Immer entlang der Peace Road
Eingang zum Markt
Nun sitzen wir im Guesthouse Oasis in Ulan Bataar, haben heiße Dusche und ein einigermaßen stabiles Wifi. Um das Guesthouse zu erreichen muss man einmal quer durch die Stadt, womit ein Teil vom Sightseeingprogramm bereits erledigt wäre. Unsere Aufenthaltserlaubnis für die Mongolei konnten wir gestern problemlos beim Office of Immigration am Airport um 3 Wochen verlängern und bereits auf dem großen „Schwarzmarkt“ in der Stadt einige Einkäufe erledigen. Wir sind glücklich, endlich hier zu sein! Einerseits sind wir am Ziel und doch wiederum am Anfang einer neuen Etappe und irgendwie auch mittendrin. Im Guesthouse ergeben sich verschiedene Schwätzchen mit meist motorradfahrenden Reisekollegen. Jeder, der sich auf den Weg in diese Ecke der Welt macht, hat etwas Interessantes zu erzählen. 

Einen ersten intensiven Eindruck von mongolischer Kultur, der Landschaft, dem Nomadenleben der Hirten und den uns in den nächsten Wochen erwartenden Straßenverhältnissen, konnten wir zwischen Grenze und hier erhaschen.

Auf dem Weg nach Amarbayasgalant
Wir haben mit großer Dankbarkeit im Herzen die ersten Ovoos, die häufig oben an einem Pass zu finden sind, umrundet und dem Steinhügel weitere Steine zugefügt. Das Nichtumrunden des Ovoos könnte zum persönlichen Nachteil gereichen, was wir unter allen Umständen vermeiden wollen! Die Dankopfer, die die Mongolen hier zusätzlich ablegen, könnten vielschichtiger nicht sein. Der 2-tägige Abstecher zum abseits, in wunderbarer Alleinlage eindrucksvoll in den Bergen gelegenen Lamakloster Amarbayasgalant wird uns noch lange in Erinnerung bleiben. 30 km teils anspruchsvolle Piste mussten bewältigt werden um dorthin zu gelangen. Die Mantragesänge der Mönche, denen wir am Morgen lauschen durften, werden uns sicherlich noch lange bewegen.


Kloster Amarbayasgalant
Unser Jonny ist hier auch zu sehen!
 

Zurück auf der Hauptstraße suchten wir auf halbem Weg nach Ulan-Bataar einen Nachtplatz und stießen völlig überrascht überall an den schönen Plätzen auf mongolische Familien beim Picknick. Degi, die deutschsprechende Managerin des Guesthouses, konnte das Rätsel für uns ein paar Tage später auflösen. Der 1. Juni ist Feiertag! Der „Kindertag“ gehört der Familie und da es einer der ersten wirklich heißen Tage des Jahres war, zog es viele Stadtmongolen an die Flüsse und Seen der Umgebung.

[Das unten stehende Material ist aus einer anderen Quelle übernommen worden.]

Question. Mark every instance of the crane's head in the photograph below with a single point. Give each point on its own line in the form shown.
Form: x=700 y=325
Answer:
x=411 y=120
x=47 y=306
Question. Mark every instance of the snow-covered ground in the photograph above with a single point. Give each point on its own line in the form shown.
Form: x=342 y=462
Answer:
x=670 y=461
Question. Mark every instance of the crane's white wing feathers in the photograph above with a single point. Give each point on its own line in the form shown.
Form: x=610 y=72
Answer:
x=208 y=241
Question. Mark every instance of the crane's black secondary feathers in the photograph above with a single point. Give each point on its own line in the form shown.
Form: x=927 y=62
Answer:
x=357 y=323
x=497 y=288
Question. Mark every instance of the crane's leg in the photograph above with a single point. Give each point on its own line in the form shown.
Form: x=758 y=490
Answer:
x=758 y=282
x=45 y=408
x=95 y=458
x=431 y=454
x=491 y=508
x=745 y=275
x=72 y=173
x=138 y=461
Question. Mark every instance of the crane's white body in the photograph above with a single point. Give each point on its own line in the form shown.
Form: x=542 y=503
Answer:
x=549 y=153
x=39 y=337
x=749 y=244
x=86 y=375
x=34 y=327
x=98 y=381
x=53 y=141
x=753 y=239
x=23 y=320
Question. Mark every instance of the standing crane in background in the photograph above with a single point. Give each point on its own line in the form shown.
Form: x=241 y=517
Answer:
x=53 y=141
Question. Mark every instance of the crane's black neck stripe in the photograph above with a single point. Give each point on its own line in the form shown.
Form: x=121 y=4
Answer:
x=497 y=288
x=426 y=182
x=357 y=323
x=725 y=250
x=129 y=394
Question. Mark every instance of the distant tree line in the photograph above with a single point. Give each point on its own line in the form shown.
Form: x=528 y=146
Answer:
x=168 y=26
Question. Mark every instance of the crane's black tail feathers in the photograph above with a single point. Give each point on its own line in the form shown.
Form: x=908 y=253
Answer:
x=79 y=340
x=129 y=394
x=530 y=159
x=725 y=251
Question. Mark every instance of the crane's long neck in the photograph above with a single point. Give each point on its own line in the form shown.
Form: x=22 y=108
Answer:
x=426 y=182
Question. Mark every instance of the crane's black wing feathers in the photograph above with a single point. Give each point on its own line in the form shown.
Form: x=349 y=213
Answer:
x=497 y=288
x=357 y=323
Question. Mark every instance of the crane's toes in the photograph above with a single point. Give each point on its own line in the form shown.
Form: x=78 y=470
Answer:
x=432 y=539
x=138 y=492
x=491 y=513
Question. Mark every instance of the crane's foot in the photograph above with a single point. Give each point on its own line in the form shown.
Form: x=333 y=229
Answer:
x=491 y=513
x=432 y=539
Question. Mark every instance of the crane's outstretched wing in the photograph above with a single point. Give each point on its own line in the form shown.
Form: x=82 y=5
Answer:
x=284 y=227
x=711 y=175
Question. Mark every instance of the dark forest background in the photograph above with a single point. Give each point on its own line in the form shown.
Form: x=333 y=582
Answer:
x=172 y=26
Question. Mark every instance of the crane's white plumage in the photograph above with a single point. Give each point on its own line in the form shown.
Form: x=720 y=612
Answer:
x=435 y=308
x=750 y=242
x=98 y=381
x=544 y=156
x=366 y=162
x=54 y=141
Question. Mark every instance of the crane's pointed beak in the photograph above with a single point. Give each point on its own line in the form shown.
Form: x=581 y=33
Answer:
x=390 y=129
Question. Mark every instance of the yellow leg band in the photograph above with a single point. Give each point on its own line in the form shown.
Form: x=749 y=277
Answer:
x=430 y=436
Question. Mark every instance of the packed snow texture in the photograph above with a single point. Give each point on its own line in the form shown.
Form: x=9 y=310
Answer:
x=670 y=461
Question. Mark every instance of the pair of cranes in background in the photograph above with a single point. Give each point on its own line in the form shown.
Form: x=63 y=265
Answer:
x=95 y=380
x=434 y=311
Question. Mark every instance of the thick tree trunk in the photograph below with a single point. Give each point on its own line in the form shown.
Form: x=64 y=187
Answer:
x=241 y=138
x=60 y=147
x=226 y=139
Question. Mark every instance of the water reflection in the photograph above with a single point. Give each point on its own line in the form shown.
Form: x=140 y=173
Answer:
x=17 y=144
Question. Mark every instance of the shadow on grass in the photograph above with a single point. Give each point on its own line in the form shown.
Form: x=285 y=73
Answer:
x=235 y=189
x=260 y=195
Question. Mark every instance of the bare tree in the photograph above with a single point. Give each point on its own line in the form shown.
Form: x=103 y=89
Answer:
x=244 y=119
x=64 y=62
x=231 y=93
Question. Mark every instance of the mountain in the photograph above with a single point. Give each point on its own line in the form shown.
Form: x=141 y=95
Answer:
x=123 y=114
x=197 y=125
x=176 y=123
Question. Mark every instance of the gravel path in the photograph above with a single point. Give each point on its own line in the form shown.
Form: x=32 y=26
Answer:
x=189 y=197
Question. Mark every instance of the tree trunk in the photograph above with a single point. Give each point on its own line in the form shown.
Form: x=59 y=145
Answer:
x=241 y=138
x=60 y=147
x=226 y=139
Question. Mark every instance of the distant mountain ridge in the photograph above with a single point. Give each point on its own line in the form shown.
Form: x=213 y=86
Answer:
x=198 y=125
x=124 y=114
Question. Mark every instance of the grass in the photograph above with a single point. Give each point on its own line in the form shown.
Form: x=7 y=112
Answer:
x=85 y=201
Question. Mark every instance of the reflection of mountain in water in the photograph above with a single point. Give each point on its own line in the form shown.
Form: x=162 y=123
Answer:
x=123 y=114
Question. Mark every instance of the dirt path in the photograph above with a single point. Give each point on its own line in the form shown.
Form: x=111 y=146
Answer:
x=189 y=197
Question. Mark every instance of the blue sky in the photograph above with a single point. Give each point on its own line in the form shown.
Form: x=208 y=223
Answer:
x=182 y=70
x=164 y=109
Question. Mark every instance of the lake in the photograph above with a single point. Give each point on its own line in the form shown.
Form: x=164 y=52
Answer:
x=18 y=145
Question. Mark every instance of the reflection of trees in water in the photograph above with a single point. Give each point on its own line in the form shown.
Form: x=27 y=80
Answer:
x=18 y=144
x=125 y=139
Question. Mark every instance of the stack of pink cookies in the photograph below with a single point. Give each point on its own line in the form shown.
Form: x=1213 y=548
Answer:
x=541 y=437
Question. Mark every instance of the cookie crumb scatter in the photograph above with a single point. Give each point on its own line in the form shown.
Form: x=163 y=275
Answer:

Zu Ulan-Bataar, der Hauptstadt der Mongolei, in der mehr als die Hälfte aller Mongolen leben sollen, könnte man einen langen Roman schreiben. Von Bauboom und Aufbruch, von herausfordernd dichtem Straßenverkehr, Smog und einem seit der Demokratisierung des Landes einsetzenden Geldfieber. Aber das ist eine eigene Geschichte, zu der wir hier nichts weiter erzählen wollen. Wir fühlen uns hier ganz wohl. Es gibt chaotischere Städte. Das Guesthouse Oasis macht seinem Namen alle Ehre und die Erholung nach einem anstrengenden Stadttag ist garantiert. Gestern war Ruhe angesagt. Heute geht es nochmal in die Stadt. Karl-Heinz ist bereits vorgefahren. Wir werden ihm in 2 Tagen in Richtung Bulgan folgen und freuen uns schon jetzt auf die eindrucksvollen, weitläufigen Landschaften, die uns erwarten.